I have an application that was developed for Linux x86 32 bits. There are lots of floating-point operations and a lot of tests depending on the results. Now we are porting it to x86_64, but the test results are different in this architecture. We don't want to keep a separate set of results for each architecture.
According to the article An Introduction to GCC - for the GNU compilers gcc and g++ the problem is that GCC in X86_64 assumes fpmath=sse while x86 assumes fpmath=387. The 387 FPU uses 80 bit internal precision for all operations and only convert the result to a given floating-point type (float, double or long double) while SSE uses the type of the operands to determine its internal precision.
I can force -mfpmath=387 when compiling my own code and all my operations work correctly, but whenever I call some library function (sin, cos, atan2, etc.) the results are wrong again. I assume it's because libm was compiled without the fpmath override.
I tried to build libm myself (glibc) using 387 emulation, but it caused a lot of crashes all around (don't know if I did something wrong).
Is there a way to force all code in a process to use the 387 emulation in x86_64? Or maybe some library that returns the same values as libm does on both architectures? Any suggestions?
Regarding the question of "Do you need the 80 bit precision", I have to say that this is not a problem for an individual operation. In this simple case the difference is really small and makes no difference. When compounding a lot of operations, though, the error propagates and the difference in the final result is not so small any more and makes a difference. So I guess I need the 80 bit precision.
I'd say you need to fix your tests. You're generally setting yourself up for disappointment if you assume floating point math to be accurate. Instead of testing for exact equality, test whether it's close enough to the expected result. What you've found isn't a bug, after all, so if your tests report errors, the tests are wrong. ;)

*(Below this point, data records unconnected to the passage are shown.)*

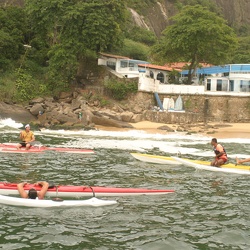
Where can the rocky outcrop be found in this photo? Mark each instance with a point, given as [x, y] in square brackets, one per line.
[17, 112]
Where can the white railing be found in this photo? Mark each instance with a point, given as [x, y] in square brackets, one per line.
[152, 85]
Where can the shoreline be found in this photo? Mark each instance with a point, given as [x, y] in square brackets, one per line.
[217, 130]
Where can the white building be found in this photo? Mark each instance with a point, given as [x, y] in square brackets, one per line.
[121, 66]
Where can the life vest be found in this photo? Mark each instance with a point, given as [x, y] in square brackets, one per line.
[27, 136]
[217, 151]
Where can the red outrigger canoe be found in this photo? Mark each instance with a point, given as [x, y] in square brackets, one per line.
[11, 148]
[81, 191]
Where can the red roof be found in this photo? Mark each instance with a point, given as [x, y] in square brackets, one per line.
[153, 66]
[179, 66]
[113, 56]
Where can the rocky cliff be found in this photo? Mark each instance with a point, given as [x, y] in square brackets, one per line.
[156, 17]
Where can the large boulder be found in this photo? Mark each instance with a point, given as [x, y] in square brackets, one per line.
[104, 121]
[16, 112]
[37, 109]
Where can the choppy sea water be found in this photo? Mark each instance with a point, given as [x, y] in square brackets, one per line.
[209, 210]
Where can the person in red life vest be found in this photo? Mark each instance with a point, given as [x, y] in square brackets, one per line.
[32, 193]
[26, 136]
[220, 154]
[239, 161]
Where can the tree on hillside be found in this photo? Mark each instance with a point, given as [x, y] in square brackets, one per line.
[72, 28]
[197, 36]
[242, 54]
[12, 35]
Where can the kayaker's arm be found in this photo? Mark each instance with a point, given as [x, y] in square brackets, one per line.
[45, 186]
[21, 190]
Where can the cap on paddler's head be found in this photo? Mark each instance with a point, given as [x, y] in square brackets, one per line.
[32, 193]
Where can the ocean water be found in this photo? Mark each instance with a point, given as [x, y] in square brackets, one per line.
[208, 210]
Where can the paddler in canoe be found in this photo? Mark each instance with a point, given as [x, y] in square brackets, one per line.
[32, 193]
[220, 154]
[26, 136]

As you've found out, every library you rely on is going to assume SSE floating point, so unless you plan to compile everything manually, now and forever, just so you can set the FP mode to x87, you're better off dealing with the problem now, and just accepting that FP math is not 100% accurate, and will not in general yield the same result on two different platforms. (I believe AMD CPU's yield slightly different results in x87 math as well).
Do you absolutely need 80-bit precision? (If so, there obviously aren't many alternatives, other than to compile everything yourself to use 80-bit FP.)
Otherwise, adjust your tests to perform comparisons and equality tests within some small epsilon. If the difference is smaller than that epsilon, the values are considered equal.
80 bit precision is actually dangerous. The problem is that it is actually preserved as long as the variable is stored in the CPU register. Whenever it is forced out to RAM, it is truncated to the type precision. So you can have a variable actually change its value even though nothing happened to it in the code.
If you want long double
precision, use long double
for all of your floating point variables, rather than expecting float
or double
to have extra magic precision. This is really a no-brainer.
SSE floating point and 387 floating point use entirely different instructions, and so there's no way to convince SSE fp instructions to use the 387. Probably the best way to deal with this is resign your test suite to getting slightly different results, and not depend on results being the same to the last bit.